That "answer" is dishonest. I only needed the first point to reach that conclusion. It is supposed to be about "su command replacement", what leads to believe that 'su' should not be used on systems with systemd. According to the author: "[Lennart Poettering] explains that 'you can use su and sudo as before, but don't expect that it will work in full'", what leads to believe that systemd has forced 'su' to lose features. One click on the provided link and you discover that the author removed the last four words in Lennart Poettering's sentence, which is, in full:

Well, you can use su and sudo as before, but don't expect that it will work in full, because it never did.
https://github.com/systemd/systemd/issues/825#issuecomment-127957710

Lennart Poettering explains:

['su' is] supposed to open a new session and change a number of execution context parameters (uid, gid, env, ...), and on the other it's supposed to inherit a lot concepts from the originating session (tty, cgroup, audit, ...). Since this is so weakly defined it's a really weird mix&match of old and new paramters.
https://github.com/systemd/systemd/issues/825#issuecomment-127917622

That part is, again, stripped out from a quote in Stack Exchange's answer. The quote only keeps the statement that follows: "su is really a broken concept", as if that blunt affirmation was not justified. How honest is that?

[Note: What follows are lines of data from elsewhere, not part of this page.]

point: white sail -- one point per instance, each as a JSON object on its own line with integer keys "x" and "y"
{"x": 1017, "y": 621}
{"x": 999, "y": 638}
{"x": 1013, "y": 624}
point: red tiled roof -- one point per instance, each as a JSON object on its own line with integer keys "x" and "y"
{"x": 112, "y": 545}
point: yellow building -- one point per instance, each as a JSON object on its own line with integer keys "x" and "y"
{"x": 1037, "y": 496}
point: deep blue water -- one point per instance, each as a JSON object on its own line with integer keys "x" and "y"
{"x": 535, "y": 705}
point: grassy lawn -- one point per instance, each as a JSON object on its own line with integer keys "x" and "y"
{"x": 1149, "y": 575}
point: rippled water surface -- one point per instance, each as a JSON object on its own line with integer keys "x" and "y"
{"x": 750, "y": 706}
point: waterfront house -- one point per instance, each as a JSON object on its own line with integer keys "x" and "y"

Notice that 'man su' does not say otherwise:

The current environment is passed to the new shell. The value of $PATH is reset to /bin:/usr/bin for normal users, or /sbin:/bin:/usr/sbin:/usr/bin for the superuser.

'machinectl shell' does *not* "replace" 'su'. 'su' works exactly the same whatever the init system, including systemd. 'machinectl shell' is a new feature. Nobody is forced to use it. Unlike 'su', it provides a shell that inherits nothing from the originated session, i.e., the same shell the user would get logging in "normally".

https://wiki.debian.org/Debate/initsystem/ is good material to compare init systems: defenders of every popular init system argue in their respective favors and criticizes the other init systems. The arguments are mainly technical, harder to understand than lies such as "systemd replaces good ol' 'su'".